That's all pretty harsh and judgmental. You don't know the OP's situation and it's more than presumptuous to just assume they're irresponsible. It sounds like they're making the move to attempt to better their lives and the lives of their children, but they're on a budget for now. Nothing wrong with that at all. No, $500 will not likely get them into the nicest area or the best schools, but that's why they were asking for advice not really knowing the area or options. They weren't asking to have all their life choices criticized by someone who doesn't know them at all.

Also, it's terrible advice to tell them to go live in some rural county. There will be FAR fewer employment options and chances to move upward than there would be in a major city.

And millions of kids have gone to CPS and ended up just fine and without any physical or emotional scars. I'm one of them. I went on to college, graduated and am pretty successful and happy in my life. CPS are certainly not the best district by any means, but a lot of a child's success has to do with parental involvement.

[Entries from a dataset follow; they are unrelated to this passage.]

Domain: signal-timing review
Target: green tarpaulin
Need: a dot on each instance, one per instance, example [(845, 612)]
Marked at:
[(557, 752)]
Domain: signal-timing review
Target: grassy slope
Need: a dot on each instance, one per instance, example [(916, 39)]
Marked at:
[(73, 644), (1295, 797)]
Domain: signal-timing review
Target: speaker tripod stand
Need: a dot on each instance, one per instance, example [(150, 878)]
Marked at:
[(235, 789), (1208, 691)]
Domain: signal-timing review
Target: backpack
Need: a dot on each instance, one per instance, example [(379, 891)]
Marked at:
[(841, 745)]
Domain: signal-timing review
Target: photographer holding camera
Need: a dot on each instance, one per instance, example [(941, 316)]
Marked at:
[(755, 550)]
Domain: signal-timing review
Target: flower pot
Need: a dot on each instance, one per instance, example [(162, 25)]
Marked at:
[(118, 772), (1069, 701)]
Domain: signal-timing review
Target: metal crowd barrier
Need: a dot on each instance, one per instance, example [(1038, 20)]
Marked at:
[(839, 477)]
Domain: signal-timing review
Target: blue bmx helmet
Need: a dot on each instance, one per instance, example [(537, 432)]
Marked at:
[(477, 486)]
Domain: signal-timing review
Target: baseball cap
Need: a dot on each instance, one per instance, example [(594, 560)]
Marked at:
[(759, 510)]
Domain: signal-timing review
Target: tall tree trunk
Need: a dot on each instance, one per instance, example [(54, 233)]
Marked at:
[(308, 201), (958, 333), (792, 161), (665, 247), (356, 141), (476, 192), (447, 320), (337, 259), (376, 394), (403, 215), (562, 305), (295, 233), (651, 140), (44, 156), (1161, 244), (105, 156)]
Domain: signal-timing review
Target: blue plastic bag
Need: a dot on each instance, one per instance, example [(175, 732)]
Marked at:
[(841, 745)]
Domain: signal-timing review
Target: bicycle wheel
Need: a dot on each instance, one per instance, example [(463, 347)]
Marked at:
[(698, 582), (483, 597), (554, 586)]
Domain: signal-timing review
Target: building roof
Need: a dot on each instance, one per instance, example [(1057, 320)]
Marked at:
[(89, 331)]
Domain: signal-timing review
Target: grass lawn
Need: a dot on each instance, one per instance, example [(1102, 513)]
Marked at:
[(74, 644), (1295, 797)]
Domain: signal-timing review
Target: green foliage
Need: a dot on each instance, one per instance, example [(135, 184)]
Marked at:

I know plenty of teachers within the CPS system and they're very good. The problem tends to not be the school so much as that parents don't care one way or another how their kids are doing, or whether or not they even go. There is no excuse for the attendance scandal, but a lot of that has to do with parents who had/have no idea where their children are... clearly they weren't in school. Be involved and that makes a world of difference in even the worst of districts.

Race has nothing to do with this. BTW, Mexican is not a race. It's a nationality. Mexicans can be ethnically any race... black, white, indigenous, Asian, etc.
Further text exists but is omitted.